Lucky guess: Is it possible you don't receive the same routes over the
VPN than you have when you are in your office? (e.g. does your computer
know where to send packets for the 10.57 network when you're connected
to the VPN?)
You can check that out with 'route -n' in a terminal.
--
Gabriel Filion
VPN software tends to jam itself into the network stack in odd places;
it might be that your IPsec connection has inserted itself before
sshuttle (which on MacOS uses ipfw, itself an odd place to put a
network route). If so, you might be a bit out of luck for getting
sshuttle to take precedence.
What I don't quite understand is why, if you're using IPsec anyway,
you need sshuttle. Aren't you already safely into your internal
network anyway? I can imagine using sshuttle to *replace* a Cisco VPN
- man, that thing is awful - but I don't know why you'd want to use
both.
That said, one option I could think of would be to manually narrow the
set of routes in your Cisco VPN configuration. That is, tell it to
route *only* the IP of your sshuttle gateway.
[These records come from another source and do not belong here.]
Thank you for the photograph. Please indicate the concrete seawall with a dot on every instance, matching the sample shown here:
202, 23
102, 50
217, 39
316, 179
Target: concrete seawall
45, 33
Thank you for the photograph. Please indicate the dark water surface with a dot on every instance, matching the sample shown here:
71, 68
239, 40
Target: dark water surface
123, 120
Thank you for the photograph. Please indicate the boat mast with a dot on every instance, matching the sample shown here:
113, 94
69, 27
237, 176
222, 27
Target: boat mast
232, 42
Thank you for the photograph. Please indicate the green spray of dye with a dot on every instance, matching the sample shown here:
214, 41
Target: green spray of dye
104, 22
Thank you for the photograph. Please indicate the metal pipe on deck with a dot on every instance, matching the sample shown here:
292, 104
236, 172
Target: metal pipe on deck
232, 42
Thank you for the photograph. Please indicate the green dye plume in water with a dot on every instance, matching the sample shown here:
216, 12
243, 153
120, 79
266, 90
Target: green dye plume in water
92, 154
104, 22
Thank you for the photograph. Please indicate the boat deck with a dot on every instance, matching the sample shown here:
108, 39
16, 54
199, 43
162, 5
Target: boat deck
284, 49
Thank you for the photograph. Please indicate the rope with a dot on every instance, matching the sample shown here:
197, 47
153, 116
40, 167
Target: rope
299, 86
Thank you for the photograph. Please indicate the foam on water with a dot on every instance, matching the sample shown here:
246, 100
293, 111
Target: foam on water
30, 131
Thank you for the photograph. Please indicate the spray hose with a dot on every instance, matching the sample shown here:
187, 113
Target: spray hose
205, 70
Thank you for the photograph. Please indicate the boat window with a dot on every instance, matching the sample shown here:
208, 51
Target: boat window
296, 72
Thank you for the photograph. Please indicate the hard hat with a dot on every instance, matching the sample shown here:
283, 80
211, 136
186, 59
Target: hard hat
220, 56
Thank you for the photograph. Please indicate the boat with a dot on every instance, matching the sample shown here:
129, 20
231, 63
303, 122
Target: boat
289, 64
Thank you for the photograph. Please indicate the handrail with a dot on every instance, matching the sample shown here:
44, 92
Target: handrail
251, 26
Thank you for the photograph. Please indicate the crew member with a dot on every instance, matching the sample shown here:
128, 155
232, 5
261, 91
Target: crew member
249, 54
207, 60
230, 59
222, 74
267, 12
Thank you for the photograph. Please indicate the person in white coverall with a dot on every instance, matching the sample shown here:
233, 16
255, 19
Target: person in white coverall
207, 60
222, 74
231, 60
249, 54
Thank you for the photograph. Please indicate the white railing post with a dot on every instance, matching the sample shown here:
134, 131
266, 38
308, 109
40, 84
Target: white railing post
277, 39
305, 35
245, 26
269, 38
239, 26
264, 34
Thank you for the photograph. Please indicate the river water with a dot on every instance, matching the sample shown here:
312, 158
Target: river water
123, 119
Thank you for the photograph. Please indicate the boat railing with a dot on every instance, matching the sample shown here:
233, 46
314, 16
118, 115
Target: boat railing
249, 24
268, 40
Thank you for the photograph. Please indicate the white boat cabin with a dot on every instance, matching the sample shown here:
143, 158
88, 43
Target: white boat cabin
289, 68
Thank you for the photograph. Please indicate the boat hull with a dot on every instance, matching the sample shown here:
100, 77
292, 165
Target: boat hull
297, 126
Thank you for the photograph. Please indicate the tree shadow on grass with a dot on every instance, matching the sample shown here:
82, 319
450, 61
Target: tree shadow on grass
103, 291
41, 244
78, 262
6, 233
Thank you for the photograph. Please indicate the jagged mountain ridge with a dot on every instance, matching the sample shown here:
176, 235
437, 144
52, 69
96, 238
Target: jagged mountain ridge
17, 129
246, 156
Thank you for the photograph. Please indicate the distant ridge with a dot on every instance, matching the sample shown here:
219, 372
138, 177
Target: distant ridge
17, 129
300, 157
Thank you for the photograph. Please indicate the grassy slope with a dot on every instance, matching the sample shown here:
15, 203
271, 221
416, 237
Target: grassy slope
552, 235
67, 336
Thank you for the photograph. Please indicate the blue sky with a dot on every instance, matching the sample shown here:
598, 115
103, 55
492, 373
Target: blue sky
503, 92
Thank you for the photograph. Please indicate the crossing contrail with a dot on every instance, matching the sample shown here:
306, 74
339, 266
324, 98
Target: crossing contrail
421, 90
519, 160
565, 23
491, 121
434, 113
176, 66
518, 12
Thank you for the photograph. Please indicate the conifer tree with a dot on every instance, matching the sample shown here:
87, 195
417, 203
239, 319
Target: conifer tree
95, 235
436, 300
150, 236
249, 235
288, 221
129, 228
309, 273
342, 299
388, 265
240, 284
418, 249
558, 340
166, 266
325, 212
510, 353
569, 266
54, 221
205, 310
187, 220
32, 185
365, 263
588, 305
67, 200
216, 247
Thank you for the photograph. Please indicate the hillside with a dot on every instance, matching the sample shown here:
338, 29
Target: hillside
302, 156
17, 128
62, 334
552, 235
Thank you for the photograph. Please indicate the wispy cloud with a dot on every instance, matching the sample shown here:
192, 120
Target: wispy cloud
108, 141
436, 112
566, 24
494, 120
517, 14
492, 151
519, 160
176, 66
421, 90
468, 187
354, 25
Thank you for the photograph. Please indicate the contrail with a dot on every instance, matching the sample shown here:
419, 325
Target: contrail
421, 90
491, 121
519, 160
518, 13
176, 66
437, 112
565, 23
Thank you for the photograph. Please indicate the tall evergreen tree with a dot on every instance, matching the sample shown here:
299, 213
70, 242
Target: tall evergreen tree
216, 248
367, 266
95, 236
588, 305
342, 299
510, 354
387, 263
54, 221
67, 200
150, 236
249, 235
Then Cisco VPN will get
first crack at each outgoing connection, but it'll let it pass unless
it's exactly the right IP. sshuttle will then get a chance to look at
it.
Please let us know if this helps.
Thanks,
Avery
Thanks! Hopefully your message will help future Cisco VPN users.
What did your routing table look like before that? Did you have any
route at all that still pointed to the desired destination?